Reference the Opportunities page of this site to find out about specific types of projects and where you can learn more about them. To help narrow your search, project types are categorized by paths for exploration.
Many students organize their projects around courses in academic departments. Also available are specialized programs through the Academic Enrichment Programs—the Faculty Mentor and McNair Programs, along with the Summer Research Program.
UC San Diego is also home to a wealth of individual research units, called Organized Research Units. Consult with ORU staff or faculty to see if there are volunteer or other research opportunities available.
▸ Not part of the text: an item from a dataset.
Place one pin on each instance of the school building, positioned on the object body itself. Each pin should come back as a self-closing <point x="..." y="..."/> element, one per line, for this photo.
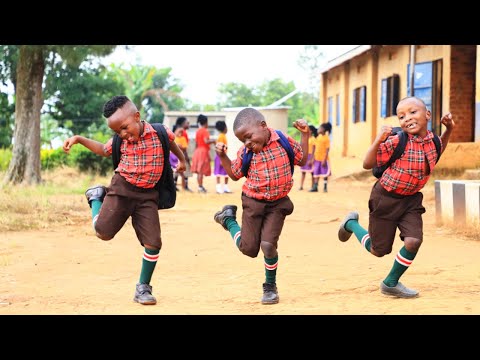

A number of institutions, professional societies and other programs offer funding for undergraduate research projects. Check with your department, college and professors for specifics. As a leading-edge research institution, UC San Diego has a strong commitment to assisting eligible students during their years at the university, as they conduct undergraduate research. For more information, see Undergraduate Scholarships.
College: Muir College, third year
Double major: cognitive science and biological anthropology
Research project: McNair scholar: Dietary Behaviors of Savanna Baboons in East Africa
Summer 2009 was life changing for Damien. He left for East Africa to study the diet of savanna baboons in northern Kenya. He returned to UCSD with a passion for wildlife conservation and a tentative blueprint for an ecotourism career. Upon graduation in 2011, he plans to pursue a Ph.D in anthropology with an emphasis on wildlife conservation.
Damien’s mentor, Professor Margaret J. Schoeninger, studies the evolution of the primate diet. Her paleodiet laboratory analyzes carbon, nitrogen, and oxygen isotope ratios in various organic materials, including teeth. Damien, who is enrolled in a 199 independent study course, spends about 12 hours a week at the lab. This past summer, he supported Schoeninger’s research by collecting data on the diets and habitats of living baboons.
“Baboons are omnivorous, opportunistic feeders. . .they’re considered a pest,” he says. Yet they exhibit the same sort of social organization and primate behaviors that gorillas and chimpanzees do—and people travel to Africa to see these primates. Chimps need to be viewed in rehab centers and gorillas are endangered—but baboons are everywhere. “Perhaps you could retool the mindset of local communities—who would then see baboons as a source of tourism and income,” says Damien.
As a first-generation college student with a GPA of 3.0 or better and designs on a Ph.D., Damien was eligible for a UCSD McNair program grant. As one of 30 recipients in 2009, he received $3,500, which supported the East African trip.
Suffering from a hearing loss in one ear, Damien became discouraged as a youngster and dropped out of high school. He was nearly 40 when he enrolled at City College. After working in information technology and marketing for several years, “I figured it was time,” he says. To bridge the transition from a community college to a four-year research university, Howard Hughes Medical Institute awarded him $2,000 for a six-week summer program.